"Je préfère acheter de la viande aux enfants": en France, la précarité hygiénique gagne du terrain

Gel douche, dentifrice, déodorant, protections hygiéniques: ces indispensables du quotidien deviennent-ils des produits de luxe? Selon un sondage Ifop pour l'association Dons Solidaires, près de 4 millions de Français renoncent aujourd'hui à des produits d'hygiène essentiels faute de moyens.

"Une fois, ma fille avait ses règles, mais je ne pouvais pas lui acheter de serviettes, alors j'ai déchiré un vieux T-shirt et je lui ai dit de faire avec ça jusqu'à ce qu'on trouve une solution", confie à voix basse Nora, 48 ans, la chevelure dissimulée sous un voile blanc bordé de fils dorés.

Cette mère isolée de deux enfants, habitante de Montreuil (Seine-Saint-Denis), n'est pas une exception. Une femme sur dix utilise des alternatives aux protections menstruelles faute de moyens, selon l'étude réalisée en novembre 2025 pour l'association Dons Solidaires, sur un échantillon de 4.002 adultes.

Selon ce sondage, 60% des familles monoparentales comme celle de Nora, déclarent restreindre l'achat de produits d'hygiène pour des raisons budgétaires, contre 43% des Français dans l'ensemble.

"C'est une frustration de se priver, de se dire qu'on travaille mais que c'est pour payer le loyer, les factures, l'alimentation", estime Radia, assistante dentaire à Saint-Denis (Seine-Saint-Denis).

Mère célibataire de trois enfants, elle touche 1.500 euros de salaire ainsi qu'une aide de la Caisse d'allocations familiales.
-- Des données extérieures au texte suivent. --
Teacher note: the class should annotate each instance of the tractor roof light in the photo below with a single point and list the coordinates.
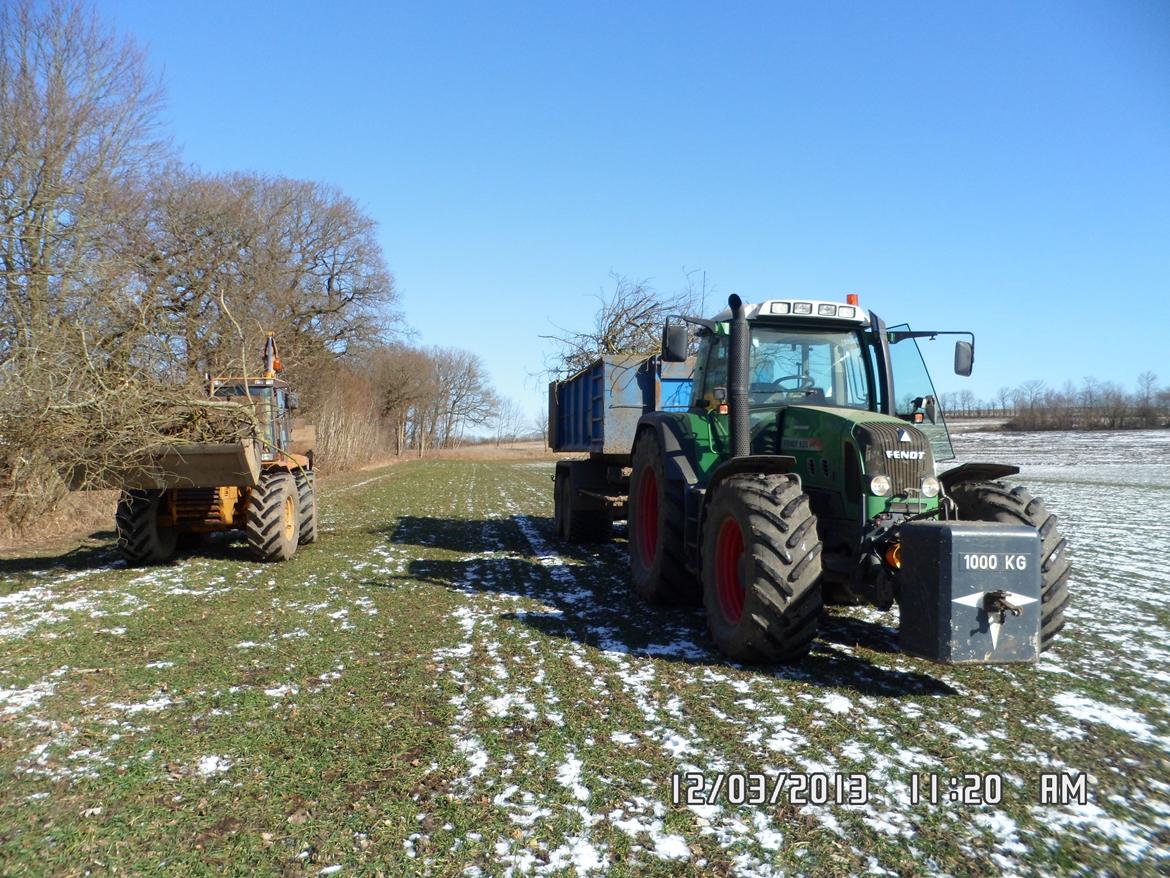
(893, 555)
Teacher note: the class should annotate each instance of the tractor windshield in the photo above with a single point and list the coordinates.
(912, 383)
(810, 367)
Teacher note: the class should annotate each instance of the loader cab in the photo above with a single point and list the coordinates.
(274, 404)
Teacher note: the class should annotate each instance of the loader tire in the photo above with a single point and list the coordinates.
(655, 523)
(762, 570)
(998, 501)
(273, 521)
(140, 540)
(575, 523)
(307, 500)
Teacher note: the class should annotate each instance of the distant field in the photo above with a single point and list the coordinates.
(438, 687)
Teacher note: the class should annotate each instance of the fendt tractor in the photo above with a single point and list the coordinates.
(791, 462)
(257, 485)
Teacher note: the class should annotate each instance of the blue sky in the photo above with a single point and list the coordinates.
(1000, 167)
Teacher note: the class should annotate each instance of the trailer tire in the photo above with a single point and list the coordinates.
(575, 523)
(273, 518)
(655, 527)
(762, 571)
(140, 540)
(307, 499)
(998, 501)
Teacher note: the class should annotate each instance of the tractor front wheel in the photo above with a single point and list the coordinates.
(654, 521)
(274, 523)
(997, 501)
(762, 568)
(140, 539)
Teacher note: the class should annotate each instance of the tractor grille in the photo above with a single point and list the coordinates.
(198, 505)
(897, 451)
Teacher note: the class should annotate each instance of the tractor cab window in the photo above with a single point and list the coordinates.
(807, 367)
(912, 385)
(714, 363)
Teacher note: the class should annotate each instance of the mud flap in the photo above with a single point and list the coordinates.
(969, 592)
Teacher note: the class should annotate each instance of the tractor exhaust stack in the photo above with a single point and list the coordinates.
(737, 379)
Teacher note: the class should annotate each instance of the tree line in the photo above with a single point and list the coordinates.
(1093, 405)
(125, 276)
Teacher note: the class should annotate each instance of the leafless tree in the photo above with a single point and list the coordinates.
(628, 320)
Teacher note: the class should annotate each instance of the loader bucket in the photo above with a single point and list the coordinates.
(195, 465)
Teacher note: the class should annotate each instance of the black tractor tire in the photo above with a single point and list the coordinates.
(762, 569)
(273, 520)
(307, 499)
(575, 523)
(998, 501)
(655, 525)
(140, 540)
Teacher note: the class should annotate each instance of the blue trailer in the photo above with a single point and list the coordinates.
(597, 412)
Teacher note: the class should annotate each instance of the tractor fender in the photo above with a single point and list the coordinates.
(676, 464)
(769, 464)
(975, 472)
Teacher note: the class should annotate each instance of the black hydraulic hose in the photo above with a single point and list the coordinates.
(737, 379)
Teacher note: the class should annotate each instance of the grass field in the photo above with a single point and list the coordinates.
(439, 687)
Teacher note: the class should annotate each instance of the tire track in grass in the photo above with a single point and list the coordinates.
(888, 758)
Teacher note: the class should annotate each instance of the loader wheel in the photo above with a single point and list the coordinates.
(997, 501)
(140, 540)
(762, 568)
(573, 523)
(274, 523)
(307, 500)
(655, 521)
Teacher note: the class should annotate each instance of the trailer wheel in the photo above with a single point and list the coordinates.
(997, 501)
(307, 500)
(762, 568)
(273, 521)
(573, 523)
(655, 522)
(140, 540)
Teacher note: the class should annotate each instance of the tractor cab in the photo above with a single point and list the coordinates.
(832, 356)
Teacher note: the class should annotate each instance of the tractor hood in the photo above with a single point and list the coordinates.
(837, 446)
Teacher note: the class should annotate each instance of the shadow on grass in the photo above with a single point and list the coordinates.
(83, 557)
(587, 599)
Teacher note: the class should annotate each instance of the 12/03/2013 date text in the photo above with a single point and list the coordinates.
(695, 788)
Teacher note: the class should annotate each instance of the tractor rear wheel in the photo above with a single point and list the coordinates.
(140, 540)
(273, 522)
(655, 521)
(575, 523)
(307, 499)
(997, 501)
(762, 568)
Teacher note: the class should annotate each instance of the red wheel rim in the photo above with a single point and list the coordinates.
(728, 551)
(647, 518)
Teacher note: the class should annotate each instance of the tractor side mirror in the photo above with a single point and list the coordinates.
(964, 357)
(674, 343)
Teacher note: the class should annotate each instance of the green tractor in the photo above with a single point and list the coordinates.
(791, 462)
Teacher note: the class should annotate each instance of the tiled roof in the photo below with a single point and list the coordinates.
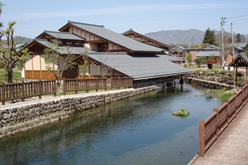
(208, 53)
(62, 49)
(170, 57)
(240, 46)
(117, 38)
(140, 66)
(64, 35)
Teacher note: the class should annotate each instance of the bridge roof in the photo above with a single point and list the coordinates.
(141, 66)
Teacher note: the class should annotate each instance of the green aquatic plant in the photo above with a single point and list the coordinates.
(181, 112)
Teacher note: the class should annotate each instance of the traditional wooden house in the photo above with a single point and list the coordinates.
(144, 39)
(121, 55)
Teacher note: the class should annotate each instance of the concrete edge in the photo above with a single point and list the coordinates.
(194, 159)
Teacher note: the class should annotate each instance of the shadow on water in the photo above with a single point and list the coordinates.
(139, 130)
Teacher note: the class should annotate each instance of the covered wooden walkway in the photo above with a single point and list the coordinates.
(231, 148)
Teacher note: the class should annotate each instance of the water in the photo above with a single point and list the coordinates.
(140, 130)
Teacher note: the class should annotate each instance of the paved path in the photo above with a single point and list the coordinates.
(231, 148)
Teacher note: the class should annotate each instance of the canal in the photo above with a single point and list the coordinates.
(139, 130)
Insuffisant pour vivre convenablement.

Alors, pour Radia, fini "le maquillage, les crèmes pour la peau, les parfums". "Je préfère acheter de la viande aux enfants", tranche la dynamique maman de 46 ans. Et quand elle change les couches de ses deux petites dernières, pas de lingettes, trop chères, mais de l'eau et du savon.

- Ils "n'osent plus sortir" -

Selon l'étude de l'Ifop, les travailleurs pauvres, comme Radia, sont fortement exposés à la précarité hygiénique. Un sur deux se dit angoissé par ses dépenses et 42% ont déjà dû arbitrer entre l'achat de nourriture et celui de produits hygiéniques.

Quand l'accès à ces produits manque, les conséquences se font également sentir sur la vie sociale. 46% des personnes concernées disent perdre confiance en elles et un tiers se terrent chez elles.

À Aubervilliers, la directrice de l'antenne des Restos du Coeur, Yamina Bouadou, le constate, notamment chez les personnes âgées, de plus en plus nombreuses à demander des couches pour adultes, un produit très coûteux en supermarché. Et ces personnes "qui ne se sentent plus propres n'osent plus sortir", résume Yamina Bouadou.

Gélese, Haïtienne de 46 ans et maman de quatre enfants dont deux adolescentes encore à charge, avoue être "très coquette". L'ancienne auxiliaire de vie, sans emploi pour le moment, a pourtant dû renoncer "au maquillage", "aux brushings", "aux ongles vernis" qu'elle aimait tant, pour se consacrer à l'essentiel.

Si aujourd'hui elle doit tout compter, elle refuse toutefois de renoncer à l'hygiène. Sa stratégie: fabriquer elle-même sa lessive "avec du savon et du bicarbonate" et initier ses deux adolescentes à la confection de leur propre déodorant "à la pierre d'alun", économique et "sans produit chimique", précise-t-elle dans sourire.